We create another text file, named `phenolyzer_disease.txt`, containing the phenotype (i.e. cancer type. in this case "acute myeloid leukemia") to be used for scoring with phenolyzer. An example command for running phenolyzer is provided below:

```{bash, eval=FALSE}
perl ~/phenolyzer/disease_annotation.pl -f phenolyzer_disease.txt -prediction -phenotype -logistic --gene input_genes.txt -out phenolyzer_out/example
```

This should produce, among other outputs, the annotated_gene_list output file.

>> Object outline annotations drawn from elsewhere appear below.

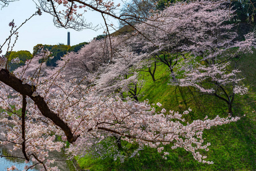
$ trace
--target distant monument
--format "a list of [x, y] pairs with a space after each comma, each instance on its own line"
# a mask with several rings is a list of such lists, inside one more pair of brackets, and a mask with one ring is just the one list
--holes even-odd
[[67, 32], [67, 45], [70, 45], [70, 32]]

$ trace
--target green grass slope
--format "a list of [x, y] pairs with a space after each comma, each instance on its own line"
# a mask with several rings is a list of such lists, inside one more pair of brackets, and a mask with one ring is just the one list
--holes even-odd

An example annotated_gene_list output file for the cohort-level data is provided within the package:
```{r example_phenoylzer2}
path2phenolyzer_out <- system.file("extdata/example_cohort.annotated_gene_list",
                                    package = "driveR")
```

## Create the features data frame

After creating the necessary input data (as detailed above), we simply run `create_features_df()` to obtain the features data frame. Notice that we set `batch_analysis = TRUE`. When `batch_analysis = TRUE`, both the ANNOVAR output and the SCNA table should have a column named 'tumor_id'.

```{r features_df2, eval=FALSE}
features_df <- create_features_df(annovar_csv_path = path2annovar_csv,
                                  scna_df = example_cohort_scna_table, 
                                  phenolyzer_annotated_gene_list_path = path2phenolyzer_out,
                                  batch_analysis = TRUE)
```

```{r features_df_load2, echo=FALSE}
features_df <- example_cohort_features_table
```

## Prioritize cancer driver genes

Finally, we can prioritize cancer driver genes using `prioritize_driver_genes()`. 

Below is the example run for the acute myeloid leukemia cohort:

```{r driver_prob2}
driver_prob_df <- prioritize_driver_genes(features_df = features_df,
                                          cancer_type = "LAML")
head(driver_prob_df, 10)
```

Once again, in the above example, the top 10 genes contain recognizable cancer driver genes.